The Georgia-headquartered firm is a go-to for Amazon, building warehouses similar to Maryville’s in numerous states, including one near Memphis.
So far, Maryville city leaders only mention Seefried when talking about this project. That’s because they are under legally binding nondisclosure agreements which are still effective, according to Davis.
Project Pearl’s Amazon deal had similar secretive features. Talks between interested parties — the city of Alcoa, Blount’s Industrial Board and Chamber of Commerce, county government leaders and others — started as early as March 2020, but they never used the name “Amazon” until Gov. Bill Lee formally announced the project on Feb. 3, 2021.
Because of nondisclosure agreements, city leaders can’t talk publicly about Amazon by name.

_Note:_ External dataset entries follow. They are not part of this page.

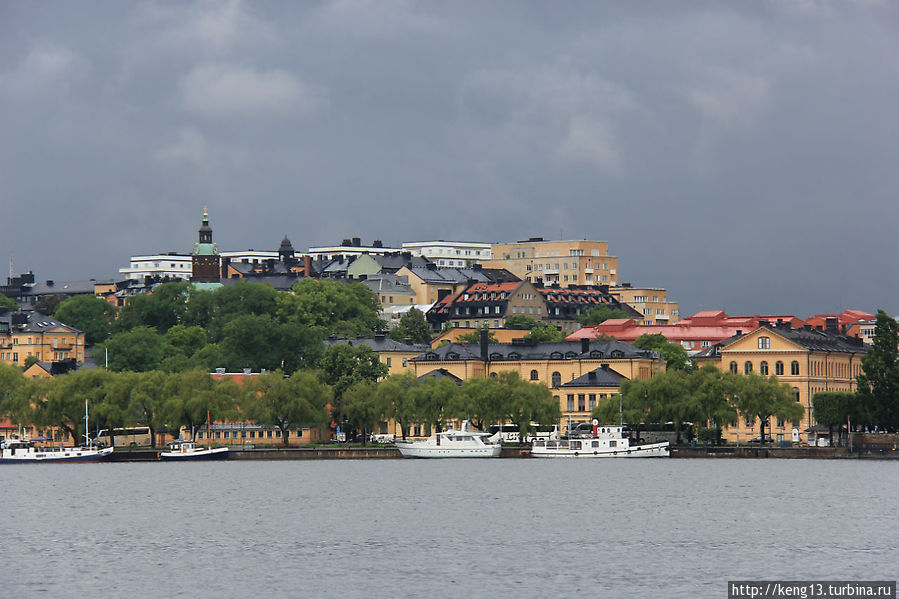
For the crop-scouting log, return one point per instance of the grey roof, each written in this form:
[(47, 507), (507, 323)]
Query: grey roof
[(380, 343), (441, 373), (601, 377), (30, 322), (564, 350), (451, 275)]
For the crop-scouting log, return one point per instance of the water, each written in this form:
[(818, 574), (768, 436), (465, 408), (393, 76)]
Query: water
[(443, 528)]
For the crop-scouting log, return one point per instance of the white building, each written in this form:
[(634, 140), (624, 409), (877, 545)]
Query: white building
[(169, 264), (457, 254)]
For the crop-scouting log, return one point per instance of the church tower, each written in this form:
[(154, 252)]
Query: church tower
[(206, 262)]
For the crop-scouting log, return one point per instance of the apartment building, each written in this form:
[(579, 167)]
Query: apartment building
[(458, 254), (563, 263)]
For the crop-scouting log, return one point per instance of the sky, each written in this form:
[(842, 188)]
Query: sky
[(742, 155)]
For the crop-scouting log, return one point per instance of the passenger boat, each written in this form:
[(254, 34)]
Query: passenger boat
[(182, 449), (463, 443), (604, 442), (20, 451)]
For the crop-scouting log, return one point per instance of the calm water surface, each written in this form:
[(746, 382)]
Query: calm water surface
[(443, 528)]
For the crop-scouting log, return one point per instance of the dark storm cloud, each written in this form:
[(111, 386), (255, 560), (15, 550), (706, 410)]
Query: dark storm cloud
[(741, 155)]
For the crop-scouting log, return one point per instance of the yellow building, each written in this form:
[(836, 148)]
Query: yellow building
[(576, 262), (808, 360), (32, 334), (575, 371), (651, 302)]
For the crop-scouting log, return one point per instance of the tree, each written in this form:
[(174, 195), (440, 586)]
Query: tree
[(138, 350), (344, 365), (833, 409), (520, 322), (6, 302), (545, 332), (674, 353), (336, 308), (597, 314), (273, 400), (396, 394), (412, 325), (878, 385), (763, 397), (90, 314)]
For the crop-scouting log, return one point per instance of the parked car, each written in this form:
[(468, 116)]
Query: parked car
[(759, 440)]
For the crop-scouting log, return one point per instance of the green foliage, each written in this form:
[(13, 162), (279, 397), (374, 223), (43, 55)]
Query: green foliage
[(344, 365), (92, 315), (674, 353), (412, 325), (274, 400), (6, 302), (545, 332), (520, 322), (597, 314), (878, 385), (162, 309), (348, 310), (138, 350)]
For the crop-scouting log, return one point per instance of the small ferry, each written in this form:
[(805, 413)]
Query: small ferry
[(182, 450), (463, 443), (20, 451), (604, 442)]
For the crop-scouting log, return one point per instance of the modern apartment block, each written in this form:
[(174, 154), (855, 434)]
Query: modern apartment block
[(563, 263), (651, 302), (458, 254)]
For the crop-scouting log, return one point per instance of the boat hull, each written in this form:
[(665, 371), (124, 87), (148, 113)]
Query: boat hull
[(56, 456), (652, 450), (219, 453), (411, 450)]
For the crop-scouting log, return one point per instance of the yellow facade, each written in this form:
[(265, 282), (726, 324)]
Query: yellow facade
[(807, 371), (51, 345), (575, 262)]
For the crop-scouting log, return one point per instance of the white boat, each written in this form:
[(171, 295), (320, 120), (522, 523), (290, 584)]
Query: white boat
[(604, 442), (451, 443), (20, 451), (182, 449)]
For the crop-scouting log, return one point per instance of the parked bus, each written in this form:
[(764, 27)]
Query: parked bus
[(133, 436)]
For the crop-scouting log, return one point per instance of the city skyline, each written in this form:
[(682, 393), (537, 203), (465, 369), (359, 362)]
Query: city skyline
[(740, 156)]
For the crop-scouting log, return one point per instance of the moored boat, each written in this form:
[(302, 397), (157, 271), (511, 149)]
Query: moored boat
[(182, 449), (20, 451), (604, 442), (463, 443)]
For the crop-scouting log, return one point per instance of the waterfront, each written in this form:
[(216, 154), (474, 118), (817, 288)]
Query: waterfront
[(384, 528)]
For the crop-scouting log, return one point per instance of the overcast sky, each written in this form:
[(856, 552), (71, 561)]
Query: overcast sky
[(743, 155)]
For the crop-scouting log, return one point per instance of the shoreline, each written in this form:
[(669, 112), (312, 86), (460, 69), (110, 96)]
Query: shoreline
[(391, 453)]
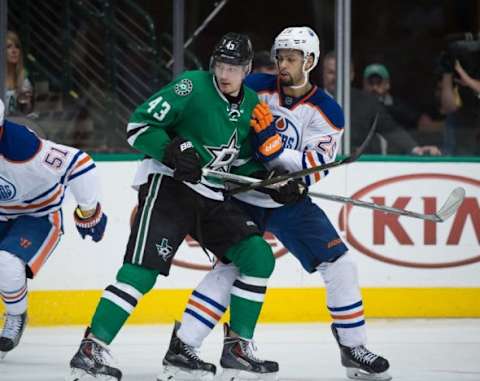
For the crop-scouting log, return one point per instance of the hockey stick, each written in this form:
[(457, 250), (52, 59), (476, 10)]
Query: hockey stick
[(308, 171), (447, 210)]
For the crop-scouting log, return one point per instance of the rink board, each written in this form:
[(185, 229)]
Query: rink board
[(407, 267)]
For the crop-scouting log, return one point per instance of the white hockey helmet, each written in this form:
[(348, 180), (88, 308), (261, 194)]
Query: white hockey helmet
[(300, 38), (2, 110)]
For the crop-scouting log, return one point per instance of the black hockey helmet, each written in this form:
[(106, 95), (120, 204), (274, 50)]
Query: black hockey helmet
[(234, 49)]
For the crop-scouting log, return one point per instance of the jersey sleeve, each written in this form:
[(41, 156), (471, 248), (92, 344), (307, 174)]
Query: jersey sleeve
[(149, 126), (320, 143), (81, 177), (72, 168)]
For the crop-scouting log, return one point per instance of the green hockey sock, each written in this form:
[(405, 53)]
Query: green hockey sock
[(254, 258), (119, 300)]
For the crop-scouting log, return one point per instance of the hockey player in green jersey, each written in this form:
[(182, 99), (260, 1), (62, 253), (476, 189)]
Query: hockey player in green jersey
[(200, 120)]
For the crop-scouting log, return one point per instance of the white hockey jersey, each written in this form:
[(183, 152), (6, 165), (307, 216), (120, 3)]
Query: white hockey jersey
[(311, 128), (34, 174)]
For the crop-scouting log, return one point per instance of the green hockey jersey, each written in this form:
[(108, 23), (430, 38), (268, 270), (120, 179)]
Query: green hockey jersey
[(194, 108)]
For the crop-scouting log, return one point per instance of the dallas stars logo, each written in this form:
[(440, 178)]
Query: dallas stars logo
[(164, 249), (234, 113), (224, 156)]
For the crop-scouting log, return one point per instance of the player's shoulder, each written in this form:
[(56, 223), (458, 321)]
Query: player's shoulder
[(18, 143), (191, 81), (328, 107), (261, 82)]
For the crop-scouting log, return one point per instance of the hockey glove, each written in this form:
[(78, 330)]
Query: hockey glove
[(267, 142), (93, 226), (184, 159)]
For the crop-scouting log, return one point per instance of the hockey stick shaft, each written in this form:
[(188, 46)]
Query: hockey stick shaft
[(371, 205), (309, 171), (449, 208)]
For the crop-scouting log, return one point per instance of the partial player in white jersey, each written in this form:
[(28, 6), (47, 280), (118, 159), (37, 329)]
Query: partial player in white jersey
[(34, 174), (311, 124)]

But Maryville City Manager Greg McClain talked about the land sale and Seefried after the August City Council meeting, during which council members approved a measure on second reading to spend more than $3.1 million on infrastructure improvements inside Laurel Branch Park.
“There have been a number of times we’ve had agreements in place and then they back out,” McClain said. “And this is not done until it’s done.”
He said various company names were involved since the project first became a possibility, but it’s only become clearer recently what exactly is happening with the project off Robert C. Jackson.
When the closing goes through, the project will be less tentative, but since January, the only guarantee has been a purchase and sale contract from Seefried — now assigned to Amazon, according to the sale documents.
But even if Amazon and Seefried were to pull out of the deal, Maryville has already profited by tens of thousands of dollars. McClain said Seefried initially put down about $50,000 in earnest money — an “agreed-upon amount” the firm won’t get back if closing doesn’t happen.
That figure increased when the purchase date was extended, Davis noted.
But she also said she fully expects the sale to go through.
Even with the legal documents are now in hand, Maryville is still protecting its 2021 spending priorities.
The $3.1 million in Laurel Branch Park improvements, though approved on second reading, now are officially contingent on the Amazon sale. The city’s finance department put language into that Aug. 3 second reading saying that $3.1 million in construction spending is subject to a land sale yielding money “in excess” of that amount — namely the Amazon deal.
Should the closing not go through for some reason, the city might not immediately spend on land improvements on either side of Robert C. Jackson Drive, making it potentially more difficult to sell the land.
McClain has noted numerous times since early 2021 that improving the Laurel Branch Park land will help it sell faster and at a higher price than if it were left as is, ungraded and without infrastructure.